Before learning how to use OpenGL, I was very interested in generating video files. I would generate the sounds I wanted to in Csound, and then write programs to generate a bunch of images responding to the sound, which could then be sewn together into a video. It was a slow slow process, and the tools I built for the job were very brittle. It was a project I quickly abandoned for other more fruitful pursuits. Until now.
I'm giving audio-visual video creation another shot with Pixku. Pixku allows you to generate audio-visual compositions using Runt and a handful of runt-libraries. Inside of Runt, one can define a patch written in Sporth via runt-plumber. Using runt-plumber, one is able to call runt-functions from Sporth and get signals from Sporth to Runt. The beauty of this is is that Runt glues the audio and visual generation in one process (and in one file as well!). This slick integration I hope will provide some fruitful work in a similar vein and scope as Sporthlings.
Visual Mapping Tests
What is a good mapping? This is a perpetual question asked by new-music interface designers and audio-visual artists. As a starting point, I decided to use Pixku to generate some test videos that explore some elementary sonic-visual mappings. While not exactly musical, these simple examples provided some useful insight for future works.
Below are three initial mapping tests I made. Each example involves manipulating a circle in a 2d space using Sporth signals mapped to visual parameters and audio parameters. With each example I added one or two new dimensions of control. The main goal I had was to make it clear both visually and sonically what the mappings were doing. As I started adding more dimensions, more effort was needed to decorelate the signals so that they could stand out.
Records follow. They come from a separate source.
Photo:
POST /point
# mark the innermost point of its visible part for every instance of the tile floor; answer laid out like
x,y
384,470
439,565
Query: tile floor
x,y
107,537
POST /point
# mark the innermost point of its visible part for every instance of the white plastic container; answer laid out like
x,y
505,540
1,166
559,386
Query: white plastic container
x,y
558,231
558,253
Each example below has a frame from the generated video. Clicking on the frame will download the video. Each video is 10-seconds long in length (approximately 200kb using libx264 and FFMPEG).
Initial Circle Test: mapping to radius
The first mapping test was mainly done to test out the software. It has a single dimension of control. In the audio space, the control maps to frequency. In the visual space, the control maps to the scale of the circle.
The control signal itself is a low-frequency sinusoidal oscillator (LFO), whose frequency is being modulated by another low-frequency oscillator.
Building on top of the previous example, this example adds control of position along with scaling. They have the following mappings:
- X axis: frequency
- Y axis: reverb level, filter cutoff
- Scale: amplitude
All the signals used are sinusoidal LFOs generated by Sporth. The XY signals are in-phase and quadrature sinusoids, which is a fancy way of saying they are 90 degrees out of phase from another at the same frequency. This causes the circular motion to happen.
This final example adds a mapping to color. In this case, it is a single value that scales the RGB value equally, which cause the "brightness" to change. In the audio domain, this maps to timbral color.
It took a bit of trial and error to get clear mappings. For one thing, I began noticing how similar signals caused mappings to melt into one another. For instance, timbre and volume both used period signals that moved at the same frequency. This caused these mappings to be grouped together both visually and sonically. Changing the frequency of one of the signals to something more unique decorrelated it and gave it it's own space.
To make things a bit more interesting, the frequencies of the XY signal were changed to produce a 3:4 lissajous curve instead of a circle.
In Sporth, the main unit generator in charge of producing the main sound source has been swapped from a subtractive sawtooth patch to a FM pair. FM oscillators have a much more dynamic timbral structure than a subtractive patch, which hopefully would make the sonic mappings to timbre more clear.